A project run by the WHO Malaria Programme with a grant from the Government of Canada seeks to reduce deaths in children under 5 years of age living in remote rural areas.
The idea is to build capacity and equip community volunteers to recognize, diagnose and treat malaria, diarrhea and pneumonia - the 3 top childhood killers. Between 2013 and 2015, more than 7,500 community health workers living in a thousand villages across 5 countries in sub-Saharan Africa will be trained to care for 1.2 million children.
“Too many young children are dying in rural, remote parts of this country, and 80% of those deaths are precipitated by 3 diseases - malaria, pneumonia and diarrhea. This is senseless, because we have excellent tools to diagnose and treat all of them,” says Dr Bacary Sambou, a technical officer in the WHO Country Office of the Democratic Republic of the Congo (DRC) office. “It makes me angry and sad. But we are about to make a big change, by reaching more children with diagnosis and treatment, right where they live.”
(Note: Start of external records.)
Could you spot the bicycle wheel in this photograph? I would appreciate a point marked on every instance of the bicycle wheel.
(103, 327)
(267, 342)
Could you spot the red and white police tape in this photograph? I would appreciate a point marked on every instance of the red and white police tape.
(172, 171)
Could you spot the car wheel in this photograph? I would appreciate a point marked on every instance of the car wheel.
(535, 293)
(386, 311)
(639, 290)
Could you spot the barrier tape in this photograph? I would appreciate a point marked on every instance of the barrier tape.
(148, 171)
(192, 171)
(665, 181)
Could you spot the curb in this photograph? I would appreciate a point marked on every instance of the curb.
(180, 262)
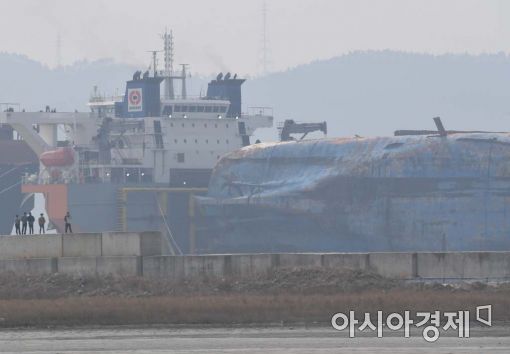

The Rapid Access Expansion Programme
Dr Sambou directs a programme called the Rapid Access Expansion Programme – RAcE 2015 for short – in the DRC. The programme, run by WHO with a grant from the Government of Canada, covers 4 African countries in addition to DRC: Malawi, Mozambique, Niger and Nigeria. The programme’s objective is to select community volunteers living in remote villages and train them to identify and treat 3 diseases. They are being trained to recognize the symptoms of malaria in children under the age of 5 years, diagnose with a rapid test, and treat affected children with an artemisinin-based combination therapy, a highly effective and safe anti-malarial treatment. The community volunteers are also being trained to treat diarrhea with oral rehydration salts plus zinc; and how to recognize pneumonia and treat it with the antibiotic amoxicillin. The programme provides all the tests, medication and storage equipment they need.